The price of crude oil last week fell from $68.979 to $61.850 per barrel.

On Monday this week, the price rebounded three per cent “as investor risk appetite increased and the US dollar softened”, Oilprice.com’s Tsvetana Paraskova reported.

Despite the bounce early this week, investors should in the longer term consider a selling position as the previous pressures remain. Crude is still finding it difficult to draw support and buyers as global demand has fallen with restrictions and lockdowns due to concerns over the Covid-19 Delta variant.

Fxempire.com on August 22 cited Reuters as reporting that “China, the world’s largest crude importer, has imposed new restrictions with its ‘zero tolerance’ coronavirus policy, which is affecting shipping and global supply chains. The US and China have also imposed restrictions on flight capacity”.

This brake on fuel demand and other factors should be considered for investors remaining in a selling mood.

“US President Joe Biden’s administration [has] urged OPEC and its allies [OPEC+] to boost oil output to tackle rising gasoline prices that they see as a threat to the global economic recovery.
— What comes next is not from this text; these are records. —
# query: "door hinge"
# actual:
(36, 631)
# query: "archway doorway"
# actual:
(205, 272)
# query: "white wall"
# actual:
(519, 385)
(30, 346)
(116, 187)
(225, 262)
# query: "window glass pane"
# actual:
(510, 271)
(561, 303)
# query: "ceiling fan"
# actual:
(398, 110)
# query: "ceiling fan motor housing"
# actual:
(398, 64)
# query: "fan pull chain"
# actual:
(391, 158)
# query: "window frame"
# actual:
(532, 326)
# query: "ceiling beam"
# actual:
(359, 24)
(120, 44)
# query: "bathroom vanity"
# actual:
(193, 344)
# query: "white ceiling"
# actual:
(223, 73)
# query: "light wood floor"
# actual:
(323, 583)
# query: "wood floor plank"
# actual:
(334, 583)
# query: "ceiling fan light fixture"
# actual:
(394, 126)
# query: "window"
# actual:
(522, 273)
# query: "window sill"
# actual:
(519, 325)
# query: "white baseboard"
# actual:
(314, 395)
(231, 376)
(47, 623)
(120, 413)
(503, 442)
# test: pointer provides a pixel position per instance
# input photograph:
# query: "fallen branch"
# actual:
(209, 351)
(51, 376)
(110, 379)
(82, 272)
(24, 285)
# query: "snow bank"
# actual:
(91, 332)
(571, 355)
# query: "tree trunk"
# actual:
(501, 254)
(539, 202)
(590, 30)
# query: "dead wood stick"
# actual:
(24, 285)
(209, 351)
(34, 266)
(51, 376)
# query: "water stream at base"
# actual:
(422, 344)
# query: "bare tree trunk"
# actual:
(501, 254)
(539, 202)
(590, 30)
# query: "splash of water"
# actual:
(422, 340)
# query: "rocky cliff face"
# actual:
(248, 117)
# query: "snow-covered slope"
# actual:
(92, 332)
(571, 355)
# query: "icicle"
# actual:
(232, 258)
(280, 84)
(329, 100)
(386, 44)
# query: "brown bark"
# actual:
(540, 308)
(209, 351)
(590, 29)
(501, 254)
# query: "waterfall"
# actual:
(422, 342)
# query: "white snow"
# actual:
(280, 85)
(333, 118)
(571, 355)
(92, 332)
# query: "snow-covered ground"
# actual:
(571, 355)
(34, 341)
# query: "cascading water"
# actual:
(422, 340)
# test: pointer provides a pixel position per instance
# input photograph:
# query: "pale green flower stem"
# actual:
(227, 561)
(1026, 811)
“The request reflects the White House’s willingness to engage major world oil producers for more supply to help industry and consumers, even as it seeks the mantle of global leadership in the fight against climate change and discourages drilling at home,” Reuters reported on August 12.

As a result, “oil prices came off their peak in July, after OPEC+ announced that it would be gradually increasing supply to reverse its previous 5.8 million barrel-per-day production cuts by September 2022”, ZUU online reported on August 20.

“This latest development could not have come at a worse time for the crude oil market, as the increased supply is expected to dampen prices,” it added.

For this week’s trading recommendation, investors should look at selling crude oil at $66.168 per barrel, with the take-profit function setting at $57.777 and stop-loss at $69.444 per barrel.